Do you remember what I said about pushing the envelope? I spent the last four years of my PhD research working in the Middle East as a teacher and administrator. And now my wife and I are returning there to continue our life’s passion. I guess I still like to push the envelope as far as it can be pushed.

But thinking back on when it came time to defend my dissertation in 2010, I flew to the nearby city of Doha, Qatar and walked into the international branch of Texas A&M University – Qatar (TAMU-Q). It was at that university branch at about 6 PM local time, or about 9 AM Texas time, that I defended my dissertation over videoconference. The envelope was officially pushed as far as it could be pushed.

I listened to every question, I responded to them as thoughtfully as I could, and that day I became Dr. Jonathan Doll.

In 2012, I returned stateside for work and had a tremendous opportunity through my employer. I was appointed to a two-year fellowship to study educational improvements at a targeted group of schools. The fellowship was with Harvard University.

At the time, I also approached the original insurance company from the car accident I was in at age 6. I am so thankful that they, Utica National Insurance Group, paid for a hearing aid. With adaptive technology that really doesn't even look noticeable to 99% of people, I can now hear about 95% of what goes on around me. It is awesome and it has also afforded me the opportunity to be an advocate for other people who have hearing loss.

LESSON #3 - SEEK OUT AND ACCEPT WHATEVER SUPPORTS YOU NEED AND DON’T LET YOURSELF THINK IT IS A BAD IDEA, NO MATTER WHAT!

In the middle of my story, I also found the love of my life. And you know something, finding the person who loves you unconditionally is as big a part of finding success in life as any of the previous supports and help that others could provide. Of course, it is an even bigger part! And being able to love them unconditionally is also a gift that keeps on giving.

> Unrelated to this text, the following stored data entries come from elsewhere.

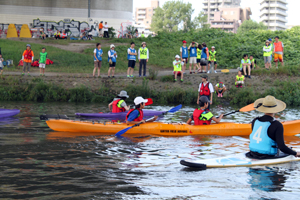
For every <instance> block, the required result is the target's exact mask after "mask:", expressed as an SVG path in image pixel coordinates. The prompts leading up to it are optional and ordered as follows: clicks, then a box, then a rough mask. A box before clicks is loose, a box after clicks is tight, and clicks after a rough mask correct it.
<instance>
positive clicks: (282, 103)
mask: <svg viewBox="0 0 300 200" xmlns="http://www.w3.org/2000/svg"><path fill="white" fill-rule="evenodd" d="M254 108H255V109H256V110H257V111H259V112H262V113H278V112H281V111H283V110H284V109H285V108H286V104H285V103H284V102H283V101H280V100H278V99H275V97H273V96H270V95H268V96H266V97H265V98H261V99H257V100H256V101H255V102H254Z"/></svg>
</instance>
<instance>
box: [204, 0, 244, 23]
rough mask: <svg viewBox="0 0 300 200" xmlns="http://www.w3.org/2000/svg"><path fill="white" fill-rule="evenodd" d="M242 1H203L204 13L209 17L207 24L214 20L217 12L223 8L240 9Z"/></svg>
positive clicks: (227, 0) (215, 0) (220, 0)
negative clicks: (234, 8)
mask: <svg viewBox="0 0 300 200" xmlns="http://www.w3.org/2000/svg"><path fill="white" fill-rule="evenodd" d="M240 4H241V0H203V11H204V13H205V14H206V15H207V23H210V22H211V21H212V20H214V15H215V12H219V11H220V8H221V7H223V8H224V7H239V6H240Z"/></svg>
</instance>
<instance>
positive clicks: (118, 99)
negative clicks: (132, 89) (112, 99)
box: [108, 90, 130, 113]
mask: <svg viewBox="0 0 300 200" xmlns="http://www.w3.org/2000/svg"><path fill="white" fill-rule="evenodd" d="M128 97H129V96H128V95H127V92H126V91H124V90H122V91H121V92H120V94H118V96H117V97H116V98H114V99H113V101H112V102H111V103H110V104H108V108H109V110H110V111H111V112H112V113H119V112H125V111H126V110H129V109H130V106H127V104H126V102H125V100H126V99H127V98H128ZM111 107H112V109H111Z"/></svg>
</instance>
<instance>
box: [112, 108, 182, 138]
mask: <svg viewBox="0 0 300 200" xmlns="http://www.w3.org/2000/svg"><path fill="white" fill-rule="evenodd" d="M181 108H182V105H181V104H180V105H178V106H176V107H174V108H171V109H170V110H169V111H166V112H163V113H162V114H160V115H159V116H163V115H166V114H167V113H169V112H170V113H174V112H177V111H178V110H180V109H181ZM152 119H153V117H151V118H150V119H147V120H146V121H145V122H148V121H151V120H152ZM140 124H142V122H140V123H138V124H135V125H133V126H130V127H128V128H125V129H123V130H121V131H119V132H117V133H116V134H115V136H120V135H123V134H124V133H126V132H127V131H128V130H129V129H132V128H133V127H136V126H139V125H140Z"/></svg>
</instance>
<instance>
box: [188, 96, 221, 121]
mask: <svg viewBox="0 0 300 200" xmlns="http://www.w3.org/2000/svg"><path fill="white" fill-rule="evenodd" d="M208 105H209V100H208V98H207V97H206V96H202V97H200V99H199V106H200V108H196V109H195V110H194V113H193V115H192V116H191V118H189V120H188V121H187V122H186V123H187V124H190V125H191V122H192V121H193V120H194V125H210V123H211V120H214V121H215V122H216V123H217V124H218V123H219V122H220V121H221V119H222V118H223V114H221V115H220V117H219V118H216V117H214V115H213V114H212V113H211V112H210V110H209V109H207V108H208Z"/></svg>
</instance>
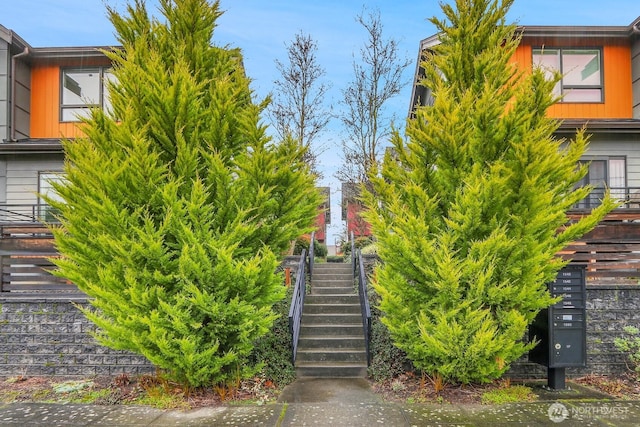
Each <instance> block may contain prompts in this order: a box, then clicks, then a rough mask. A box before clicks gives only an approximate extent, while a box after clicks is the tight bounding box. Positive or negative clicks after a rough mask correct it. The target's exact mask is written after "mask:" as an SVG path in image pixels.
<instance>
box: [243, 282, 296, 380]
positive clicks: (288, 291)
mask: <svg viewBox="0 0 640 427" xmlns="http://www.w3.org/2000/svg"><path fill="white" fill-rule="evenodd" d="M292 296H293V287H292V286H291V287H289V288H287V295H286V297H285V298H284V299H283V300H281V301H279V302H278V303H276V305H275V306H274V307H273V309H274V311H275V313H276V314H277V315H278V318H277V319H276V320H275V322H273V325H272V326H271V330H270V331H269V333H267V334H266V335H265V336H263V337H261V338H260V339H258V341H257V342H256V345H255V348H254V349H253V351H252V352H251V357H250V359H249V360H250V363H254V364H259V365H261V366H262V369H261V371H260V372H261V374H262V375H263V376H264V378H266V379H268V380H271V381H272V382H273V383H274V384H276V385H277V386H278V387H284V386H286V385H288V384H290V383H292V382H293V381H294V380H295V379H296V371H295V368H294V366H293V363H291V359H292V357H293V355H292V348H293V346H292V343H291V333H290V332H289V317H288V316H289V305H290V304H291V298H292Z"/></svg>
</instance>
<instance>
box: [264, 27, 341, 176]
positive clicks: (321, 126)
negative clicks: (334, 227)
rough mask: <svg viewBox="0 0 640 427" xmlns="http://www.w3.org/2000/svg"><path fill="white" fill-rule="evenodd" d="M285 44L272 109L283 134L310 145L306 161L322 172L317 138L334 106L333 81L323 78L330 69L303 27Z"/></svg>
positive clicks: (306, 156)
mask: <svg viewBox="0 0 640 427" xmlns="http://www.w3.org/2000/svg"><path fill="white" fill-rule="evenodd" d="M285 46H286V48H287V58H288V61H287V62H286V63H284V62H281V61H279V60H276V67H277V69H278V71H279V72H280V75H281V78H280V79H279V80H276V81H274V84H275V92H274V94H273V102H272V103H271V106H270V108H269V110H268V113H269V115H270V117H271V119H272V122H273V125H274V127H275V129H276V131H277V132H278V134H279V136H280V137H281V138H285V137H287V136H291V137H293V138H294V139H296V140H297V141H298V142H299V143H300V144H301V145H302V146H304V147H305V148H306V149H307V152H306V157H305V161H307V163H309V164H310V165H311V167H312V169H313V170H314V171H315V172H316V174H319V171H318V168H317V164H316V161H317V156H318V154H320V153H319V149H320V148H319V147H315V146H314V145H313V142H314V140H315V139H316V137H317V136H318V135H319V134H320V133H321V132H322V131H323V130H324V128H325V127H326V126H327V124H328V123H329V121H330V119H331V107H330V106H328V104H327V103H326V102H325V101H326V100H325V97H326V95H327V91H328V90H329V89H330V88H331V85H330V84H329V83H327V82H325V81H323V80H322V78H323V77H324V75H325V74H326V73H325V70H324V68H322V67H321V66H320V65H319V64H318V60H317V57H316V53H317V51H318V45H317V43H316V42H315V41H314V40H313V38H312V37H311V36H310V35H308V34H304V33H303V32H302V31H301V32H299V33H297V34H296V35H295V37H294V39H293V40H292V41H291V43H290V44H286V45H285Z"/></svg>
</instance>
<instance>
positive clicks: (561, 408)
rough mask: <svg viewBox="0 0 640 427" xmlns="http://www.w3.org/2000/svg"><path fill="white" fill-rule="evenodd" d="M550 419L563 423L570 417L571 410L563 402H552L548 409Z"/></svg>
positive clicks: (560, 422) (555, 421) (548, 414)
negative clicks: (569, 414)
mask: <svg viewBox="0 0 640 427" xmlns="http://www.w3.org/2000/svg"><path fill="white" fill-rule="evenodd" d="M547 414H548V415H549V419H550V420H551V421H553V422H554V423H561V422H563V421H564V420H566V419H567V418H569V410H568V409H567V407H566V406H564V405H563V404H562V403H558V402H556V403H552V404H551V405H550V406H549V410H548V411H547Z"/></svg>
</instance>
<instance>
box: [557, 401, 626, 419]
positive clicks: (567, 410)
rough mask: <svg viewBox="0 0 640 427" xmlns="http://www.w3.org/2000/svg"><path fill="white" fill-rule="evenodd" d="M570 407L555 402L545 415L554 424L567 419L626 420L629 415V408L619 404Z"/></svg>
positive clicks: (579, 404) (604, 404)
mask: <svg viewBox="0 0 640 427" xmlns="http://www.w3.org/2000/svg"><path fill="white" fill-rule="evenodd" d="M569 406H570V407H569V408H567V406H565V405H563V404H562V403H560V402H555V403H552V404H551V405H549V409H548V410H547V415H548V416H549V419H550V420H551V421H553V422H554V423H561V422H563V421H564V420H567V419H569V418H571V419H573V420H582V421H584V420H588V419H626V417H627V416H628V414H629V408H628V407H627V406H625V405H621V404H615V403H614V404H611V403H605V404H598V405H589V404H576V405H573V404H572V405H569Z"/></svg>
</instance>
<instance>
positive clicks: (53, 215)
mask: <svg viewBox="0 0 640 427" xmlns="http://www.w3.org/2000/svg"><path fill="white" fill-rule="evenodd" d="M63 180H64V173H62V172H39V173H38V193H39V194H42V195H45V196H48V197H51V198H52V199H54V200H62V199H61V198H60V196H58V195H57V194H56V193H55V190H54V189H53V185H52V183H53V182H60V181H63ZM38 218H39V219H40V220H41V221H44V222H57V219H56V216H55V210H54V209H53V208H52V207H51V206H50V205H49V204H48V203H47V202H46V201H45V200H44V199H42V198H41V197H40V198H39V199H38Z"/></svg>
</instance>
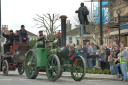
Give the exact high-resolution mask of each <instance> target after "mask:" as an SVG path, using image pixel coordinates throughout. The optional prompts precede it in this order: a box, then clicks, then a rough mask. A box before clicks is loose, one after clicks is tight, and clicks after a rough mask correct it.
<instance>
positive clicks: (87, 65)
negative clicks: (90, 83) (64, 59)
mask: <svg viewBox="0 0 128 85" xmlns="http://www.w3.org/2000/svg"><path fill="white" fill-rule="evenodd" d="M67 45H68V46H71V47H72V48H73V49H75V45H74V44H67ZM77 50H78V51H77V53H75V54H74V55H73V56H72V57H71V59H73V57H74V56H75V55H80V56H82V57H83V58H84V60H85V64H86V67H87V68H90V70H92V69H93V67H94V64H93V57H95V56H98V62H99V63H100V64H99V65H100V67H101V69H102V70H104V69H110V71H111V74H110V75H121V76H122V81H128V80H127V63H128V49H126V47H125V45H124V44H123V41H121V42H120V43H119V40H118V38H117V37H116V38H115V41H114V42H113V45H112V48H108V47H107V45H106V44H103V45H101V46H97V45H95V44H94V43H93V42H91V43H90V42H87V43H85V42H83V43H82V45H78V46H77Z"/></svg>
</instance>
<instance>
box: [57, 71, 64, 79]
mask: <svg viewBox="0 0 128 85" xmlns="http://www.w3.org/2000/svg"><path fill="white" fill-rule="evenodd" d="M62 74H63V70H60V75H59V77H58V78H60V77H61V76H62Z"/></svg>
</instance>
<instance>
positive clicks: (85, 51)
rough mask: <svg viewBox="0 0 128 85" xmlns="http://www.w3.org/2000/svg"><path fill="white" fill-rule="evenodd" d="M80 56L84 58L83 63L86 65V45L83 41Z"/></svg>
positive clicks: (85, 43)
mask: <svg viewBox="0 0 128 85" xmlns="http://www.w3.org/2000/svg"><path fill="white" fill-rule="evenodd" d="M81 56H82V57H83V58H84V60H85V64H86V66H87V47H86V43H85V42H83V48H82V50H81Z"/></svg>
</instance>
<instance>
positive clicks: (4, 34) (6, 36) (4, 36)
mask: <svg viewBox="0 0 128 85" xmlns="http://www.w3.org/2000/svg"><path fill="white" fill-rule="evenodd" d="M3 32H4V31H3ZM4 35H10V31H8V34H6V33H5V32H4V33H3V37H5V38H6V43H7V42H8V41H9V37H8V36H4Z"/></svg>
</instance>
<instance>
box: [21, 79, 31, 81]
mask: <svg viewBox="0 0 128 85" xmlns="http://www.w3.org/2000/svg"><path fill="white" fill-rule="evenodd" d="M19 80H21V81H26V80H30V79H19Z"/></svg>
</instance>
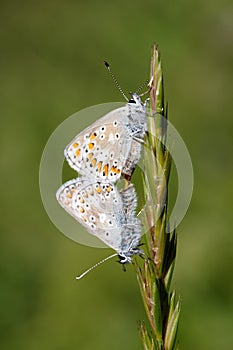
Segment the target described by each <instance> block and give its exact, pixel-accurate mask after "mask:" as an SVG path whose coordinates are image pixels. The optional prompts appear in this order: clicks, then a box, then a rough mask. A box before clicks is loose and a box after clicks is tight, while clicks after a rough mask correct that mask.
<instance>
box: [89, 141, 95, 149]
mask: <svg viewBox="0 0 233 350" xmlns="http://www.w3.org/2000/svg"><path fill="white" fill-rule="evenodd" d="M94 146H95V144H94V143H93V142H91V143H88V146H87V147H88V149H89V150H91V149H93V148H94Z"/></svg>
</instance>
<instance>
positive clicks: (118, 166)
mask: <svg viewBox="0 0 233 350" xmlns="http://www.w3.org/2000/svg"><path fill="white" fill-rule="evenodd" d="M135 113H136V114H135ZM135 115H136V117H135ZM138 115H140V126H139V127H140V128H143V131H140V130H139V129H138V127H137V123H136V122H135V120H136V119H138ZM141 119H143V120H145V116H144V114H143V112H142V111H140V113H138V112H137V111H135V109H133V107H132V106H129V104H128V105H126V106H125V107H121V108H118V109H116V110H114V111H111V112H110V113H108V114H106V115H105V116H104V117H102V118H100V119H98V120H97V121H96V122H95V123H93V124H92V125H90V126H89V127H88V128H86V129H85V130H84V131H82V132H81V133H80V134H78V135H77V136H76V137H75V138H74V139H73V140H72V141H71V142H70V144H69V145H68V146H67V147H66V149H65V157H66V159H67V161H68V163H69V165H70V166H71V167H72V168H73V169H75V170H76V171H77V172H79V173H80V174H81V175H85V176H89V175H91V176H94V177H95V178H96V179H97V180H108V181H110V182H112V183H114V182H115V181H117V180H118V179H119V178H120V176H121V173H122V172H124V173H126V174H129V175H131V172H132V170H133V168H134V167H135V165H136V163H137V161H138V159H139V157H140V149H141V145H140V143H139V142H138V141H135V140H134V139H133V137H134V136H135V135H136V137H143V135H141V134H144V129H145V128H144V124H143V122H141ZM144 123H145V122H144ZM141 124H143V125H141ZM138 133H139V135H138ZM124 169H125V170H126V171H124Z"/></svg>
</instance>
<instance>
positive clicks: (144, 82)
mask: <svg viewBox="0 0 233 350" xmlns="http://www.w3.org/2000/svg"><path fill="white" fill-rule="evenodd" d="M153 79H154V78H153V77H152V78H151V79H150V80H149V79H147V80H146V81H144V83H142V85H140V86H139V88H138V89H137V91H136V94H138V93H139V92H140V91H141V90H142V88H143V87H144V86H146V85H147V86H148V89H147V90H146V91H145V92H143V93H142V94H141V95H139V96H140V97H141V96H144V95H146V94H148V93H149V92H150V91H151V89H152V83H153Z"/></svg>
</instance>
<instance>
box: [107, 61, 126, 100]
mask: <svg viewBox="0 0 233 350" xmlns="http://www.w3.org/2000/svg"><path fill="white" fill-rule="evenodd" d="M104 64H105V66H106V67H107V70H108V72H109V74H110V75H111V77H112V80H113V81H114V83H115V84H116V86H117V88H118V90H119V91H120V93H121V94H122V95H123V97H124V98H125V99H126V101H129V99H128V97H127V96H126V95H125V93H124V91H123V90H122V88H121V86H120V84H119V82H118V80H117V78H116V77H115V75H114V74H113V72H112V70H111V67H110V65H109V63H108V62H107V61H104Z"/></svg>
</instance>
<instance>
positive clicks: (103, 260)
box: [76, 253, 118, 280]
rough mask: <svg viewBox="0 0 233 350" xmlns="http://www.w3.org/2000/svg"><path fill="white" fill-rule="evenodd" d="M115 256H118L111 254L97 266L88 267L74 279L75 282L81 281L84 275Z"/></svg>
mask: <svg viewBox="0 0 233 350" xmlns="http://www.w3.org/2000/svg"><path fill="white" fill-rule="evenodd" d="M117 255H118V254H117V253H115V254H112V255H110V256H108V257H107V258H105V259H103V260H101V261H99V262H98V263H97V264H95V265H93V266H92V267H90V268H89V269H88V270H86V271H84V272H83V273H82V274H81V275H79V276H77V277H76V280H81V278H83V277H84V276H85V275H87V274H88V272H90V271H92V270H94V269H95V268H96V267H97V266H99V265H101V264H103V263H104V262H105V261H107V260H109V259H112V258H114V256H117Z"/></svg>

Thinking back on the summer of 2015, it was when I graduated from my two-year fellowship – degree #4. It was with tears of joy and also sorrow that I finished – because I love the other fellows/data-strategists like brothers and sisters. It was also when I published a book on Ending School Shootings and traveled to Columbine High School in Colorado. Who would ever guess that I would have the opportunity to counsel a survivor of Columbine and encourage another alumni of that same school? I did!

Here is a final lesson. We often don't have the answers to many of life's questions the first time we hear the questions asked. In fact, we might even fight internally with such questions or the need for them.

But if I could say one thing to every person that's ever had a Traumatic Brain Injury, or to every loving adult around them, it would be to remember that the strengths that are inside you are what will lead you to victory and triumph in your life.

LESSON #4 FIND YOUR STRENGTHS BECAUSE IN THESE YOU MIGHT FIND THE MOST AMAZING LIFETIME TRUTHS.

For more information on using your strengths in life, consider the book Strengths-Based Leadership by Tom Rath/Barry Conchie, which can be found at http://strengths.gallup.com/. The survey tool and background information for adults in that book are both amazing and transformational. Also for younger adults, consider the very useful youth-based tool, the Strengths Explorer, at www.strengths-explorer.com.

***

Dr. Jonathan Doll writes on issues of educational impact, wellness, and the benefits of being positive. His Mom is a great inspiration and is recently featured in the true story Dr. Doll wrote for the 2017 Chicken Soup for the Soul Series, BEST MOMS EVER!. He is a 2015 alumnus of the Strategic Data Project of the Graduate School of Education at Harvard University, and wrote the book Ending School Shootings. His opinions are his own.